Blanca Casas Brullet distille un art de la fragmentation, un art instable qui se nourrit d’incertitude, un art de la métaphore dans lequel le déplacement opéré trouve son point de départ dans l’aspect littéral des objets. Le processus de transformation est au cœur d’un travail plastique pluridisciplinaire, l’artiste mobilisant aussi bien le dessin que la sculpture, la photographie que la performance ou la vidéo.
Diplômée de l’université de Barcelone et de l’École nationale supérieure des beaux-arts de Paris, elle vit aujourd’hui entre ces deux villes qui la constituent. Pas tout à fait d’ici, plus vraiment de là-bas, elle s’est construit une identité propre, hybride, un langage personnel semblable à celui de ceux qui vivent dans l’exil – ici choisi. C’est sans doute cela qui explique la profonde humanité émanant de son œuvre, autant de failles qui annoncent une résistance à la mécanique de la perfection, à la torpeur d’un quotidien sans défaillance.
La trame distordue des « Esdeveniments », grands dessins exécutés au crayon gras en 2012, pièces les plus anciennes présentées ici, annonce déjà cette volonté de sortir du chemin tracé pour aller vers un terrain vague, indéfini. Le bug, l’erreur, l’accident engendrent un moment suspendu, une sorte de free zone affranchie de toute règle, qui permet d’expérimenter d’autres possibles.
Les œuvres de Blanca Casas Brullet portent en elles ce moment d’interruption qui s’oppose à l’uniformité. Elles résistent en opérant un débordement qui trahit un disfonctionnement, une fragilité. C’est dans l’altérité qu’elles trouvent leur origine. Toutes ont en commun d’être des formes du précaire.
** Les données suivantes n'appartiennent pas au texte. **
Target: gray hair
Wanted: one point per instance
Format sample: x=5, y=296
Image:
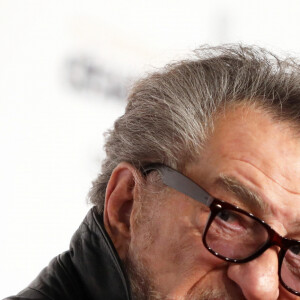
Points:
x=170, y=112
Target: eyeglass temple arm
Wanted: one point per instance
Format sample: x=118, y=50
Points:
x=181, y=183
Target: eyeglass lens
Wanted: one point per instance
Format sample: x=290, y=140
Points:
x=237, y=236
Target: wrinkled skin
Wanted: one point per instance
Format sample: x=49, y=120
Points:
x=165, y=254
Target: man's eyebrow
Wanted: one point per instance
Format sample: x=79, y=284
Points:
x=242, y=192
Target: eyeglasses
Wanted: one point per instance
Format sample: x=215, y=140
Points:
x=235, y=235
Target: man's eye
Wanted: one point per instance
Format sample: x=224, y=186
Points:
x=227, y=216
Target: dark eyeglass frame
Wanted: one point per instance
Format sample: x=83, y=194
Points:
x=185, y=185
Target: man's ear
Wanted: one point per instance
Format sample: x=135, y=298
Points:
x=119, y=200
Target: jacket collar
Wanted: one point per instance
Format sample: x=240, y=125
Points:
x=97, y=262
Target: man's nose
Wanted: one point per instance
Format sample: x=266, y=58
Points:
x=258, y=279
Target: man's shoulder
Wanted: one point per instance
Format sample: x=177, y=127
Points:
x=57, y=281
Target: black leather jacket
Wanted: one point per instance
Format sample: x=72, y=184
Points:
x=90, y=270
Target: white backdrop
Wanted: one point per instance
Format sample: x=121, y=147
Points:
x=64, y=68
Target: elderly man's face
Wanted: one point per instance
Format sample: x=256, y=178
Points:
x=173, y=263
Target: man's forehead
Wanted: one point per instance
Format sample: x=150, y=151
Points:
x=252, y=136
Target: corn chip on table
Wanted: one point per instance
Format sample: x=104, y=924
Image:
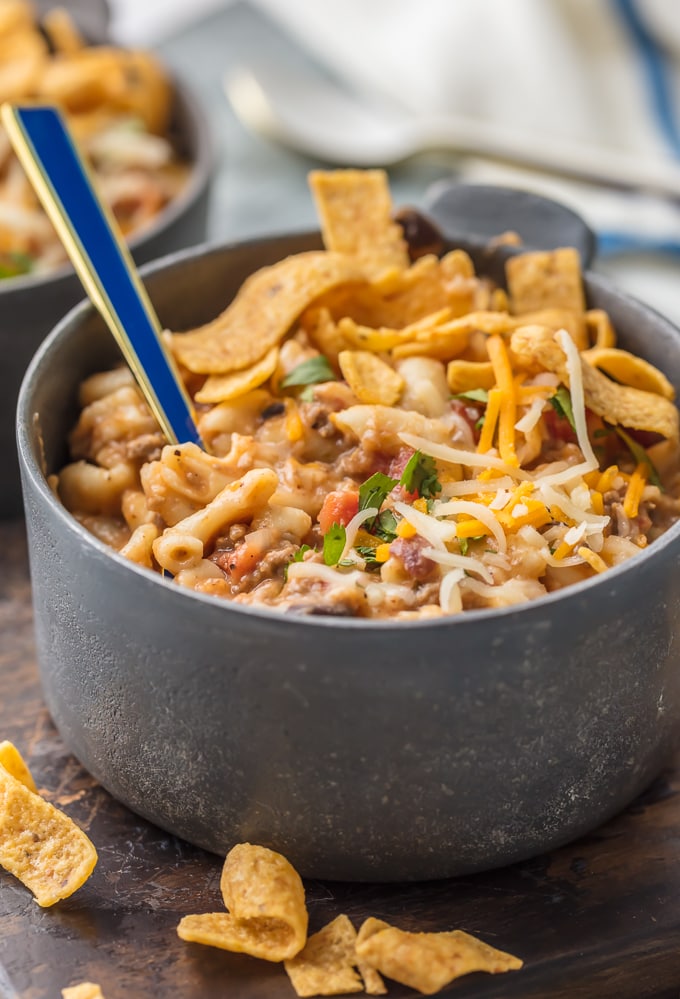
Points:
x=599, y=918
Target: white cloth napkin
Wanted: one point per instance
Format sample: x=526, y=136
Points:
x=603, y=72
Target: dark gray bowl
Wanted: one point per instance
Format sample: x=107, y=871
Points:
x=30, y=306
x=361, y=750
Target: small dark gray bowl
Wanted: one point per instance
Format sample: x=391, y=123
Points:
x=361, y=750
x=30, y=306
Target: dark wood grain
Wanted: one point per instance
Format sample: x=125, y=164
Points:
x=599, y=918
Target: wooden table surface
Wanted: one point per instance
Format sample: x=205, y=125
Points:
x=596, y=919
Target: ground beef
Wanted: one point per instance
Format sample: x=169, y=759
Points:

Les objets contradictoires attestent de cette condition, des « chaines » (2021) en porcelaine qui n’entravent pas grand-chose, de la matière dont elles sont faites aux positions qu’elles occupent, aux « Revoltons (les résilients) » (2019), fragments d’entrevous et de briques en terre cuite recouverts d’or, rebus d’une briqueterie prenant étonnamment la forme miniature d’immeubles de banlieue dont on ne sait s’ils sont en cours de construction ou bien en ruine, toujours en équilibre. En les anoblissant ainsi à la feuille d’or, l’artiste souligne le caractère essentiel que jouent ces objets, de prime abord pauvres et communs, dans la structuration de la maison. Chez Blanca Casas Brullet, les objets contradictoires sont bien souvent des métonymies.
L’artiste use du même transport que pour la métaphore lorsqu’elle opère du figuratif à l’abstraction. Chez elle, la création plastique se passe dans une négociation dialectique. Repenser l’horizon pour mieux le recommencer, le rapiécer comme dans la série de collages éponymes (2017-19) composés à partir d’un papier quadrillé qui présente des irrégularités à peine perceptibles et que l’artiste révèle en le pansant littéralement, le raccommodant. Son « Texte horizon » performé à l’aide de graphite à même le mur de la galerie, s’efface doucement, les mots laissant place à la forme, le trait, l’expression de l’horizon.
L’art de Blanca Casas Brullet célèbre l’aléatoire, le fragile, le provisoire, le chancelant. Pour autant, il y a bien une continuité dans chacune de ses œuvres, seulement celle-ci n’est pas homogène. Elle est entrecoupée de moments disruptifs qui la font dévier de sa trame. Dans un monde de plus en plus robotisé qui traque l’anomalie afin d’optimiser le rendement, Blanca Casas Brullet s’applique à faire dérailler chacune de ses productions, cultivant soigneusement l’incertitude, la négociant même. L’artiste se joue des contraires, revendique le paradoxe, à l’image de ses pièces, à la fois vulnérables et puissantes. Ainsi, son art labile parait incroyablement vivant. L’artiste pose un regard singulier, empreint d’une grande poésie, sur le monde tel qu’il va. Elle donne à voir ce qu’il reste de la société moderne et postindustrielle, en recueillant les vestiges fragmentaires d’objets ordinaires, leur accordant par la transformation une valeur dont ils sont dépourvus. À partir des ruines du présent, elle invite à repenser un futur sensible, commun.
Guillaume Lasserre
Perturbations – Exposition monographique de Blanca Casas Brullet sous le commissariat de Françoise Paviot et Guillaume Lasserre.
Du 5 au 28 novembre 2021 – Vernissage jeudi 4 novembre à partir de 19h.